I'm actually not surprised that Jack was notably panned in the New York Times this week by Dwight Garner, who finds Robinson's prose "airless." She has a love for abstract nouns that seems to me uniquely Protestant, insofar as Protestantism must construct a faith without the material comfort of the real presence; in Robinson's novels drama works less on the street or in the mind than in the soul, which is the realest thing there is, as Della tells the atheist Jack:

"We all have souls, true?"

He laughed. "Please go on."

"We do. We know this, but just because it's a habit to believe it, not because it is really visible to us most of the time. But once in a lifetime, you look at a stranger and you see a soul, a glorious presence out of place in the world. And if you love God, every choice is made for you. There is no turning away. You've seen the mystery--you've seen what life is about. What it's for. And a soul has no earthly qualities, no history among the things of this world, no guilt or injury or failure. No more than a flame would have. There is nothing to be sad about it except that it is a holy human soul. And it is a miracle when you recognize it."

The other side of this quality is that the novel can seem spectral when you want most for it to be down to earth. It's a novel, after all, about an interracial relationship under Jim Crow, and it's set across more than one black church across the urban heartland of America. Robinson gives the reader numerous black churchmen and churchwomen, tenderly and thoughtfully written, including Della's father, who is gracious to Jack even as he tells him that he will disown Della if she marries him, and yet something of the possible immiseration and violence--the real material stakes of the decision Jack and Della are making--seems just beyond the novel's grasp.

Actually, maybe what the novel is missing most is a sense of anger: why should Della and Jack, two perfectly matched people, not be permitted to be together?
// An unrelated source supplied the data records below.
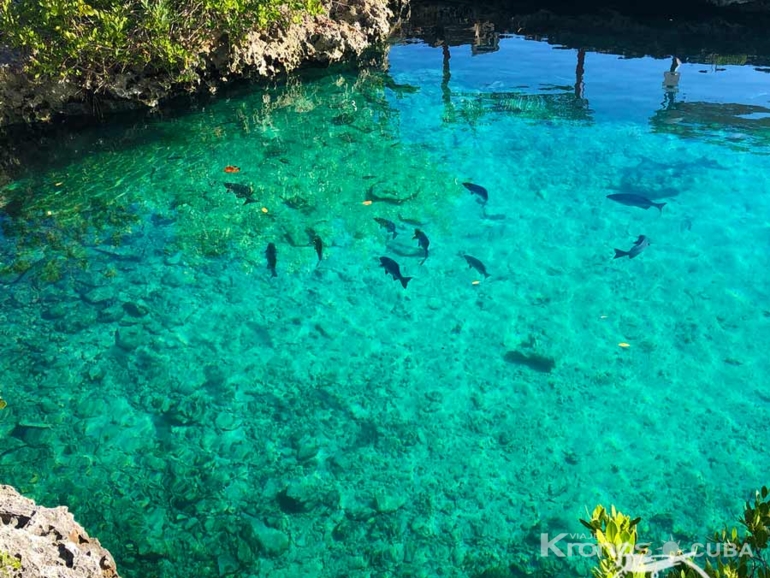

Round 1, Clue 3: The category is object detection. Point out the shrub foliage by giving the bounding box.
[0,0,322,90]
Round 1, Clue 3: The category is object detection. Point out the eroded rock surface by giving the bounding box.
[0,486,119,578]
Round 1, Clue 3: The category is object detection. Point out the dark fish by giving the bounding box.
[265,243,278,277]
[374,217,398,239]
[462,255,489,279]
[313,235,324,263]
[380,257,412,289]
[412,229,430,265]
[615,235,650,259]
[607,193,666,213]
[222,183,257,205]
[463,183,489,203]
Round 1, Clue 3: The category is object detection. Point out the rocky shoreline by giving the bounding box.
[0,0,409,128]
[0,486,120,578]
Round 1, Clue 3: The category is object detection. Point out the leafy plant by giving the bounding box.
[580,486,770,578]
[0,0,323,90]
[580,505,645,578]
[0,552,21,578]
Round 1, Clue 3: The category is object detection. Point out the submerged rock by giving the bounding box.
[0,486,119,578]
[0,0,408,127]
[503,351,556,373]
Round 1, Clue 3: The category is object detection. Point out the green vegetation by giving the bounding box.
[0,552,21,578]
[0,0,323,90]
[580,487,770,578]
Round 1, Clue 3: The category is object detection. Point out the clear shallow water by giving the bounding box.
[0,38,770,577]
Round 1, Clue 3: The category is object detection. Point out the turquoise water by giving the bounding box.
[0,32,770,578]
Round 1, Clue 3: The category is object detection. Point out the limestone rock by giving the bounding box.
[0,0,409,126]
[0,486,119,578]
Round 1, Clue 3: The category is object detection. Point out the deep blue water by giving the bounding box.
[0,30,770,578]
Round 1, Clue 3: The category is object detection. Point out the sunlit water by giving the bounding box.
[0,32,770,578]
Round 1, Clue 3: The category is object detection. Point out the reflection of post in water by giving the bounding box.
[662,56,682,110]
[575,48,586,100]
[471,22,500,56]
[441,42,452,104]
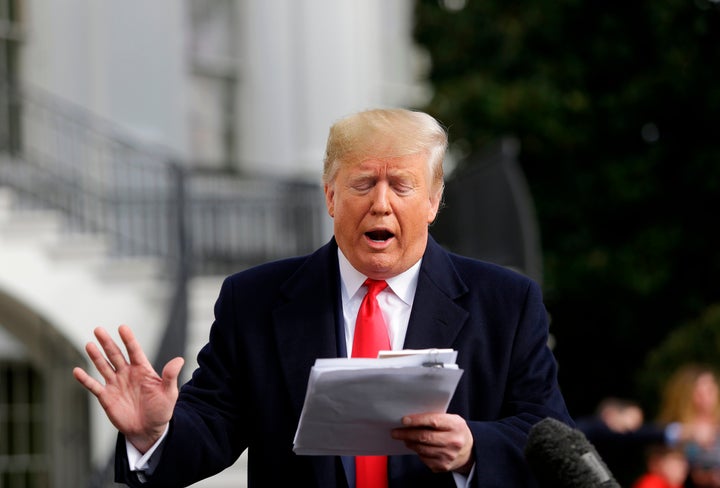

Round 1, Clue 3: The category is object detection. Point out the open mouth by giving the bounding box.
[365,230,395,242]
I'm reminded of the long digression in Gilead about the Reverend Ames' ancestor who fought for abolition. But that's a different family, and not so much like this pair of dreamers, whose challenge is to accept that the promise of love can outweigh the fear of ruin. Jack's character and situation are unique, but we all must embrace the fact that to love another person grants the power, not always voluntarily wielded, to harm them. Though Jack never quite captures the drama of the soul as powerfully as Gilead or Lila, it is compassionate and a little sweet.